题目
Omi, Raymondo, Clay and Kimiko are on new adventure- n search of new Shen Gong Wu. But Evil Boy Genius Jack Spicer is also there. Omi and Jack found the Shen Gong Wu at the same time so they rushed for it but alas they touched it at the same time. Then what? It is time for “Xiaolin Showdown”.
Jack challenged Omi to play a game. The game is simple! There will be an \(N ∗ N\) board where each cell in the board contains some number. They have to assign numbers to each row and column separately so that \(w(i, j) ≤ row(i) + col(j)\) where \(w(i, j)\) is the number assigned to the cell located at \(i\)-th row and \(j\)-th column, \(row(i)\) is the number assigned to \(i\)-th row and \(col(j)\) is the number assigned to \(j\)-th column. That is simple isnt it? Well . . . the main part is that you have to minimize \(\sum_{1≤i≤n} (row(i) + col(j))\).
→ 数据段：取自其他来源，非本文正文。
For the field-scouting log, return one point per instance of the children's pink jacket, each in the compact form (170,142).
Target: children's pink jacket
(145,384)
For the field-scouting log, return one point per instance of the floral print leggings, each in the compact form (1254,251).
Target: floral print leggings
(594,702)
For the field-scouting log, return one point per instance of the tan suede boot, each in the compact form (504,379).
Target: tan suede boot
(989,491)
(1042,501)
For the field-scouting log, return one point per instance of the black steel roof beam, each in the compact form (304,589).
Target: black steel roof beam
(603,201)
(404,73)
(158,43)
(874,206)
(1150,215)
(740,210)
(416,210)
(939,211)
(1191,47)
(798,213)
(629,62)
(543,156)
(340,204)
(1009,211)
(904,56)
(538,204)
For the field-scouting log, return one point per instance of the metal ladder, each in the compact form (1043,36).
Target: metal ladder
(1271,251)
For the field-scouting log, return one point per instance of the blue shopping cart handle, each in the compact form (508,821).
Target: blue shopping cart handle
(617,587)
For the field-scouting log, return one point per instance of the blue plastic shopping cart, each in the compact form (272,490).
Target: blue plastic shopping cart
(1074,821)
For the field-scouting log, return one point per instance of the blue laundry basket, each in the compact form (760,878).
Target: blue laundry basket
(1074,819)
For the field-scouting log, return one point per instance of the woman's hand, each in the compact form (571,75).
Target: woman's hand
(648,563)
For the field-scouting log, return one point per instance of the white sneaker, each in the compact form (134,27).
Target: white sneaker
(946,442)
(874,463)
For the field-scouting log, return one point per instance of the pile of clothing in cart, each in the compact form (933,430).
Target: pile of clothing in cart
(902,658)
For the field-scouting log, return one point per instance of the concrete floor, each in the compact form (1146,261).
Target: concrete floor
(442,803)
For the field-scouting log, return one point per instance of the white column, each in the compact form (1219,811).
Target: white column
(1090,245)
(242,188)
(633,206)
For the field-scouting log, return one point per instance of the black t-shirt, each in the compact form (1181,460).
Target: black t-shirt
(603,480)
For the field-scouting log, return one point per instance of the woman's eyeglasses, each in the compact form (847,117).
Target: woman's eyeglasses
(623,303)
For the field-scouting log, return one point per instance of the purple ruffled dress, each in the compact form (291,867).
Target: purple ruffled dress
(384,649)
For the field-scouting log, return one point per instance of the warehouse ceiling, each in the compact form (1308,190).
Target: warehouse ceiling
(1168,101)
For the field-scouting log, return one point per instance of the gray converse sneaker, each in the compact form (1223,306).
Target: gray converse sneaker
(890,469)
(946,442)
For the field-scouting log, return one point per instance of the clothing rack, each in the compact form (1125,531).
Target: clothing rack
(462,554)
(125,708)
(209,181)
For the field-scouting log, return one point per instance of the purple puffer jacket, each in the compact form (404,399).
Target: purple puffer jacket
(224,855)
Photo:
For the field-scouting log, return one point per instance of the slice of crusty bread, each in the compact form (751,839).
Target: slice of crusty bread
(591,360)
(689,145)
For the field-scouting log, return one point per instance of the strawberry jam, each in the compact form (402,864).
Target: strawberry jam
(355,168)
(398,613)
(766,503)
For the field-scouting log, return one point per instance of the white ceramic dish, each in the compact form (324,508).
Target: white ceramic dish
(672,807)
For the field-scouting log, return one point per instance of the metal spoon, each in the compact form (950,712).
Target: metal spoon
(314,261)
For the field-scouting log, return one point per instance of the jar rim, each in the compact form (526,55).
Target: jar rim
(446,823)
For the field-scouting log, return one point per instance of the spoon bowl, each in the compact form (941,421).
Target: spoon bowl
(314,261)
Jack has taken his favorite “Monkey Stuff” and Omi has taken “Golden Tiger Claw”. With the help of this “Golden Tiger Claw”, he can go anywhere in the world. He has come to you and seeking your help. Jack is using his computer to solve this problem. So do it quick! Find the most optimal solution for Omi so that you can also be part of history in saving the world from the darkness of evil.
Input
Input contains 15 test cases. Each case starts with \(N\). Then there are \(N\) lines containing \(N\) numbers each. All the numbers in input is positive integer within the limit \(100\) except \(N\) which can be at most\(500.\)
Output
For each case in the first line there will be \(N\) numbers, the row assignments. In the next line there
will \(N\) column assignment. And at the last line the minimum sum should be given. If there are several
possible solutions give any.
Note:
Be careful about the output format.
You may get Wrong Answer if you don’t output properly.
Sample Input
2
1 1
1 1
Sample Output
1 1
0 0
2
题解
题意翻译
给定一个\(N*N\)的矩阵,每个格子都有一个权值\(w_{i,j}\),
给每行确定一个整数\(h_i\),每列确定一个整数\(l_j\),
使得对于任意格子,\(w_{i,j}\leq h_i+l_j\),
并使得\(\sum_{i=1}^nh_i\)和\(\sum_{j=1}^nl_j\)的和尽量小。
有多组数据
解题思路
毕竟刚学了KM算法,题目要求满足\(w_{i,j}\leq h_i+l_j\),就联想到KM算法
就是一道KM板子题,没什么好说的。
代码
#include <cstdio>
#include <cstring>
#include <algorithm>
using namespace std;
const int N = 505, M = 0x7fffffff;
int n, a[N][N], m[N], lx[N], ly[N], s[N], vx[N], vy[N];
void init() {
memset(m, -1, sizeof(m));
memset(lx, 0xcf, sizeof(lx));
memset(ly, 0, sizeof(ly));
for(int i = 1; i <= n; i++)
for(int j = 1; j <= n; j++)
lx[i] = max(lx[i], a[i][j]);
}
int dfs(int x) {
vx[x] = 1;
for(int i = 1; i <= n; i++)
if (!vy[i]) {
int t = lx[x] + ly[i] - a[x][i];
if (!t) {
vy[i] = 1;
if (m[i] == -1 || dfs(m[i])) {
m[i] = x;
return 1;
}
}
else s[i] = min(s[i], t);
}
return 0;
}
void km() {
init();
for(int i = 1; i <= n; i++) {
for(int j = 1; j <= n; j++)
s[j] = M;
while (1) {
memset(vx, 0, sizeof(vx));
memset(vy, 0, sizeof(vy));
if (dfs(i)) break;
int z = M;
for(int j = 1; j <= n; j++)
if (!vy[j]) z = min(z, s[j]);
for(int j = 1; j <= n; j++) {
if (vx[j]) lx[j] -= z;
if (vy[j]) ly[j] += z;
}
}
}
}
void print() {
int ans = 0;
for(int i = 1; i <= n; i++)
printf("%d ", lx[i]), ans += lx[i];
puts("");
for(int i = 1; i <= n; i++)
printf("%d ", ly[i]), ans += ly[i];
printf("\n%d\n", ans);
}
int main() {
while (scanf("%d", &n) == 1) {
for(int i = 1; i <= n; i++)
for(int j = 1; j <= n; j++)
scanf("%d", &a[i][j]);
km();
print();
}
return 0;
}